Chapter 2
第2章
Spark runs in a variety of modes and can be run in either local mode or pseudo-distributed mode on a stand-alone machine. When running in a Cluster mode in a distributed setup, the underlying resource scheduling can either use Mesos or Yarn, or Spark’s Standalone mode itself. Before each pattern, introduce some basic concepts and models.
Spark 可以在多种模式下运行,既可以在单机上以本地模式或伪分布式模式运行。当在分布式设置中以集群模式运行时,底层的资源调度可以使用 Mesos 或 Yarn,也可以使用 Spark 自带的 Standalone 模式。在介绍每种模式之前,先介绍一些基本概念和模型。
- Application similar to Hadoop Map Reduce, is a user-written Spark Application that contains code for a Driver function and Executor code that runs across multiple nodes in a cluster.
- Application 类似于 Hadoop Map Reduce,是一个用户编写的 Spark 应用程序,其中包含 Driver 函数的代码以及在集群中多个节点上运行的 Executor 代码。
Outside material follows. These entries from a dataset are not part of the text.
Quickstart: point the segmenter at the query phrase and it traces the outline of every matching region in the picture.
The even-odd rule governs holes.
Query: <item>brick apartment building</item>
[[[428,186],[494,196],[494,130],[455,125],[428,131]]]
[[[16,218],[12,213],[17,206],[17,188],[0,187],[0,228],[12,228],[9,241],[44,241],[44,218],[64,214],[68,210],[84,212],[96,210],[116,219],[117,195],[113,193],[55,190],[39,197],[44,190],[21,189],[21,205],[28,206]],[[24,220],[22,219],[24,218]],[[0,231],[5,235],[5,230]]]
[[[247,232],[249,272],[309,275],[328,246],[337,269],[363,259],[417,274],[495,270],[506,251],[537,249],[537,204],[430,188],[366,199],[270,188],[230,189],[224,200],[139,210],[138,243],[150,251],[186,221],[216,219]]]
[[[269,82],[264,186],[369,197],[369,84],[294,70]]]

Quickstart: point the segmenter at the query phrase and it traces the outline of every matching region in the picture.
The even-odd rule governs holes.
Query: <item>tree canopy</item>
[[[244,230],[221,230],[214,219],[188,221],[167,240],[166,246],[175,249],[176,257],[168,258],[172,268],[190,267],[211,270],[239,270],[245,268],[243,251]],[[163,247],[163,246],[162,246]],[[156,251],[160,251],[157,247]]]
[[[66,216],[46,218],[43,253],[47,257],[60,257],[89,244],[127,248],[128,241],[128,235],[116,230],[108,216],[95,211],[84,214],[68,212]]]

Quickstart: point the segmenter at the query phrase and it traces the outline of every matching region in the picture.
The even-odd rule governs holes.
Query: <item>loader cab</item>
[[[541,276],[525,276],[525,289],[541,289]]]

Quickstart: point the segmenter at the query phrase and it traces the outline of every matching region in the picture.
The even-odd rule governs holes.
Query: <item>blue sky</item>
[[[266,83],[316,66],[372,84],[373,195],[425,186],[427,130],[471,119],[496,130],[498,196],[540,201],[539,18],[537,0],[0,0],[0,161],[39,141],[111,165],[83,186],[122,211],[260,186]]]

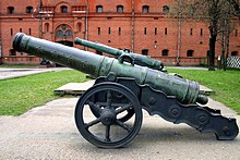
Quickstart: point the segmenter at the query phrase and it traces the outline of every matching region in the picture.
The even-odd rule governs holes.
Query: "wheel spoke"
[[[111,91],[108,90],[107,93],[107,108],[111,108]]]
[[[96,119],[96,120],[94,120],[94,121],[91,121],[91,122],[88,122],[88,123],[84,123],[84,127],[85,128],[88,128],[88,127],[91,127],[91,126],[93,126],[93,125],[95,125],[95,124],[97,124],[97,123],[99,123],[100,122],[100,118],[98,118],[98,119]]]
[[[122,128],[124,128],[125,131],[128,131],[128,133],[130,133],[131,130],[132,130],[129,125],[124,124],[123,122],[121,122],[121,121],[119,121],[119,120],[117,120],[116,123],[117,123],[119,126],[121,126]]]
[[[119,114],[119,113],[121,113],[121,112],[124,112],[125,110],[128,110],[128,109],[130,109],[130,108],[132,108],[132,104],[131,104],[131,103],[128,103],[127,106],[124,106],[124,107],[118,109],[118,110],[116,111],[116,114]]]
[[[86,103],[91,107],[92,110],[94,110],[95,112],[97,113],[101,113],[101,109],[98,104],[94,103],[93,101],[91,100],[87,100]]]
[[[111,141],[111,139],[110,139],[110,125],[106,126],[105,141]]]

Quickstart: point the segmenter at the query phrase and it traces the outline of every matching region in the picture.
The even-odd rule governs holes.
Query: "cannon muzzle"
[[[93,41],[84,40],[81,38],[75,38],[74,42],[77,45],[82,45],[82,46],[95,49],[100,52],[109,53],[111,56],[115,56],[116,58],[128,54],[129,57],[133,59],[134,63],[137,65],[147,66],[147,67],[159,70],[159,71],[164,69],[164,63],[161,61],[154,60],[147,56],[141,56],[137,53],[127,52],[124,50],[116,49],[116,48],[112,48],[112,47],[109,47],[103,44],[93,42]]]
[[[200,102],[205,104],[207,98],[200,94],[199,84],[145,66],[131,65],[113,58],[98,56],[88,51],[63,46],[48,40],[27,36],[23,33],[15,35],[13,48],[37,57],[58,62],[95,77],[113,73],[117,77],[132,77],[140,85],[149,85],[168,96],[176,96],[181,103]]]

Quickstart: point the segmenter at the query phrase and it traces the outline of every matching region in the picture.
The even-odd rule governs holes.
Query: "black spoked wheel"
[[[116,100],[116,93],[124,100]],[[131,118],[122,121],[124,112],[128,114],[129,111]],[[117,83],[97,84],[77,101],[75,123],[82,136],[93,145],[118,148],[130,143],[139,133],[142,109],[135,95],[125,86]]]

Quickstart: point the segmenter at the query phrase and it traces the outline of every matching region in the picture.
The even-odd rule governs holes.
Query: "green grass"
[[[59,95],[53,94],[58,87],[84,81],[85,74],[74,70],[0,81],[0,115],[20,115],[31,108],[59,98]]]
[[[209,97],[225,103],[240,113],[240,71],[202,71],[167,69],[168,72],[178,73],[181,76],[196,81],[215,91]]]
[[[1,64],[0,67],[12,67],[12,69],[37,69],[38,65],[26,65],[26,64]]]

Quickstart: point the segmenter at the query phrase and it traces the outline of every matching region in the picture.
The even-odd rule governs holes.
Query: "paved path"
[[[139,135],[120,149],[100,149],[87,143],[74,122],[77,98],[62,98],[34,108],[21,116],[0,116],[0,159],[240,159],[240,136],[216,140],[185,124],[172,124],[144,112]],[[240,116],[209,99],[224,115]]]
[[[185,124],[172,124],[144,112],[140,134],[120,149],[100,149],[87,143],[75,127],[77,98],[62,98],[21,116],[0,116],[0,159],[240,159],[240,136],[216,140]],[[236,113],[213,100],[208,106]]]

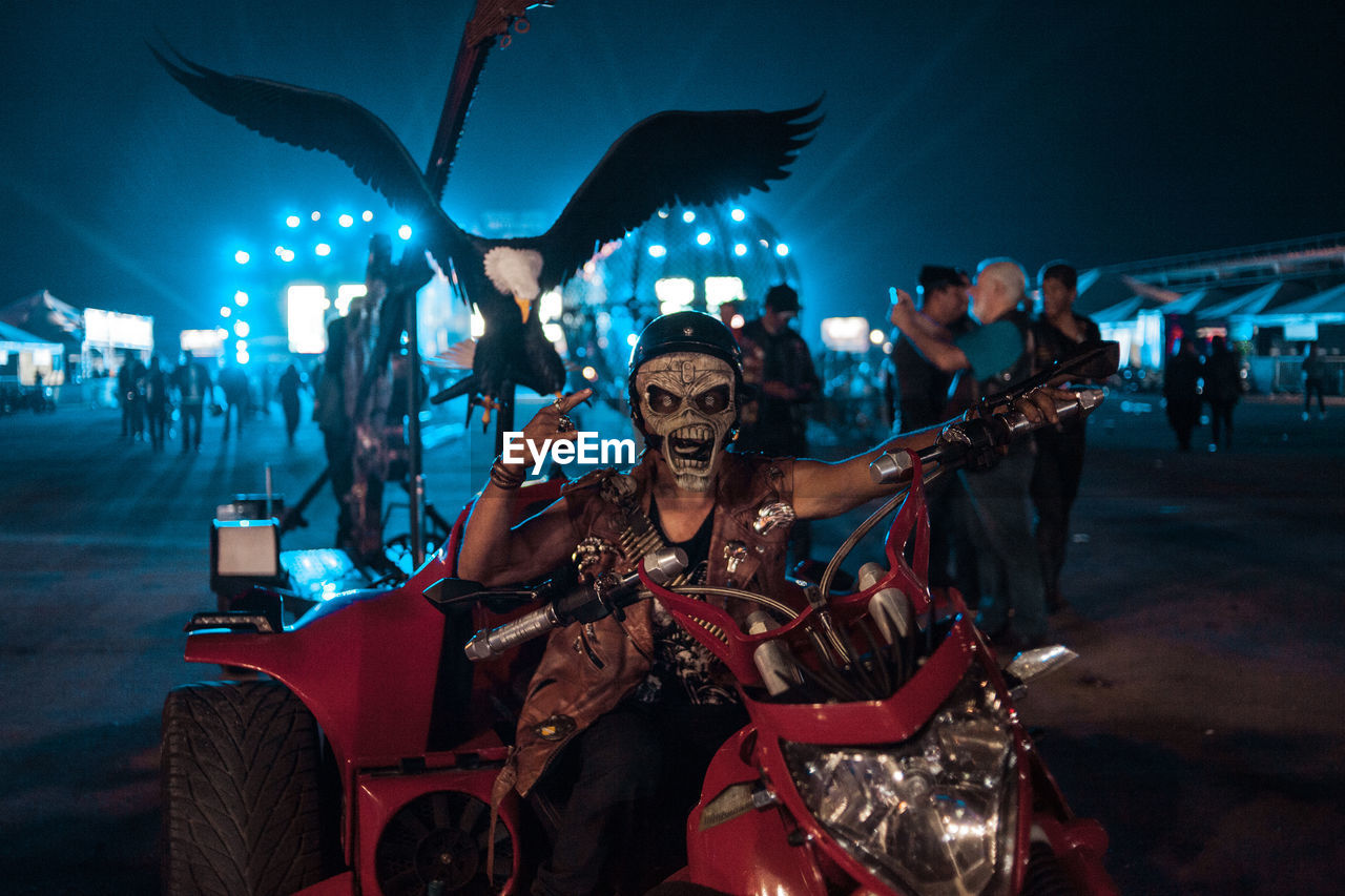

- Driver: The Driver in Spark runs Application’s main() function and creates Spark Context, which is created to prepare the running environment for the Spark Application.
- Driver:Spark 中的 Driver 运行应用程序的 main() 函数并创建 Spark Context,Spark Context 的创建是为了给 Spark 应用程序准备运行环境。
- Executor: An application runs a process on the Worker node that is responsible for running certain tasks and storing the data in memory or on disk.
- Executor:应用程序在 Worker 节点上运行的一个进程,负责运行特定任务并将数据存储在内存或磁盘上。
- Cluster Manager: Refers to external services that obtain resources on the cluster。
- Cluster Manager:指在集群上获取资源的外部服务。
- Worker: Any node in the cluster that can run the Application code.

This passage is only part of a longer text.